UK organisations increasing IT services investment

Spending on IT services in the UK looks set to see a significant increase this year following a spate of mega-deals

Spending on IT services in the UK looks set to see a significant increase this year following a spate of mega-deals, according to analyst firm Ovum.

Following IT services spend increases of 1.5% in 2011 and 2% in 2012, where the total spent was $12.8bn, 2013 looks set to exceed this.

Some $7.2bn has already been spent in the first five months of 2013, according to Ovum. Three deals worth over $1bn, known as mega-deals, are included.

These included one deal, worth over £1bn, which saw Capita take over the management of O2’s customer service centres in May. Another large deal the same month came when the treasury-backed National Savings and Investments (NS&I) awarded Atos a seven-year IT outsourcing contract.

“The total contract value [TCV] announced so far this year suggests that 2013 should surpass the $12.8bn announced in 2012 with relative ease,” said Ovum.

Ed Thomas, IT services analyst at Ovum, said despite the optimism, market conditions in the UK continue to be challenging.  
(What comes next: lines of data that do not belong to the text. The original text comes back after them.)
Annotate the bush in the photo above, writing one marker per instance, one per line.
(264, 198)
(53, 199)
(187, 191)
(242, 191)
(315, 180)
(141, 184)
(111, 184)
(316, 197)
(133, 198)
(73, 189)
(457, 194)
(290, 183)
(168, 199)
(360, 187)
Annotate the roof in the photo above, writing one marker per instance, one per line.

“The slow rate of economic recovery means that many enterprises will still be wary of investing in IT projects. However, the recession has also ensured that cost-cutting remains one of the top priorities for the majority of companies. This should provide opportunities for IT services vendors, although they will need to offer more than just a cheap service to win business in the mature UK market,” he said.

Separately, Gartner said the worldwide IT outsourcing market will be worth $288bn in 2013, a 2.8% increase on last year. Gartner expects all IT outsourcing segments to grow slower than it initially expected in 2013.

"We continue to see overall market growth being constrained by near-term market factors, such as evolving IT outsourcing delivery models; economic, political and labour conditions; and service provider financial performance," said Bryan Britz, research vice-president at Gartner. 

"Mature Asia/Pacific and Western Europe are the regions where the outlook is most tempered, partly due to currency, but also reflective of our view that 2013 is likely to be similar to 2012 in these regions," he added.